PLEASE NOTE: This example project is not an official Snowflake offering. It comes with no support or warranty.
Currently, the following examples are included in this repo:
This transform will populate top-level columns with Kafka topic, Kafka partition number and Kafka offset metadata, assuming that schematization is enabled in the Kafka Connector.
This duplicates Kafka metadata which is already persisted in the RECORD_METADATA variant, but may be useful to enable more efficient monitoring and query pruning in certain scenarios.
Please use the following config to enable this transform. The column names are customizable based on your requirements.

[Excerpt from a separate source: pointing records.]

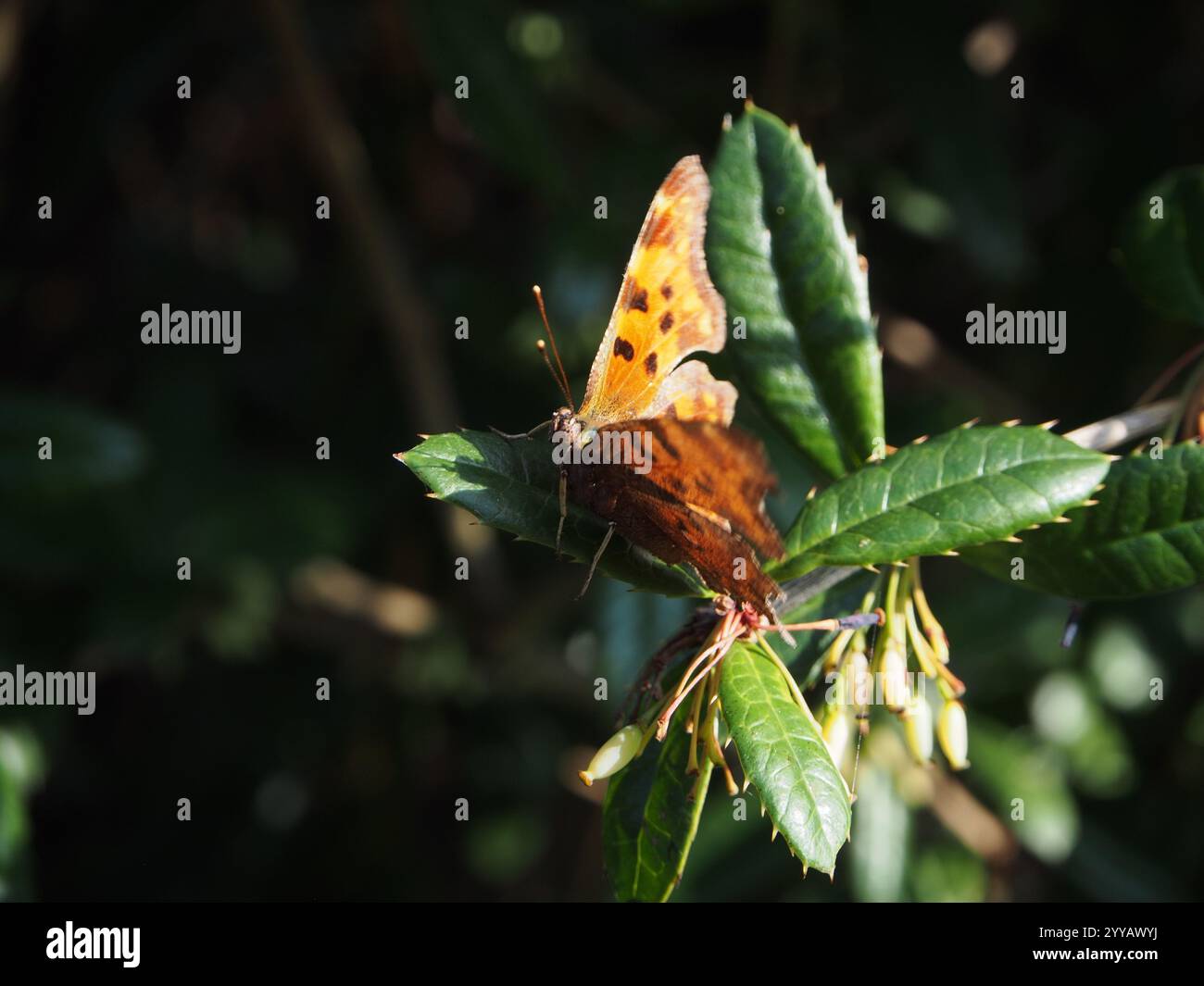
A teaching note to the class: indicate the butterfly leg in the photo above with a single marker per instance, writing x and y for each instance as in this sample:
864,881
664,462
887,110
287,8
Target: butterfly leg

"transforms.addKafkaMetadataColumns.type": "com.snowflake.examples.kafka.smt.AddKafkaMetadataColumns",
"transforms.addKafkaMetadataColumns.columnNameKafkaTopic": "custom$kafka_topic",
"transforms.addKafkaMetadataColumns.columnNameKafkaPartition": "custom$kafka_partition",
"transforms.addKafkaMetadataColumns.columnNameKafkaOffset": "custom$kafka_offset",
Please Note: These columns will be created automatically when schematization is enabled.
This transform will add the system time (in millis) of the Kafka Connect worker to the Kafka message headers. This timestamp will then be present in the RECORD_METADATA variant column in Snowflake.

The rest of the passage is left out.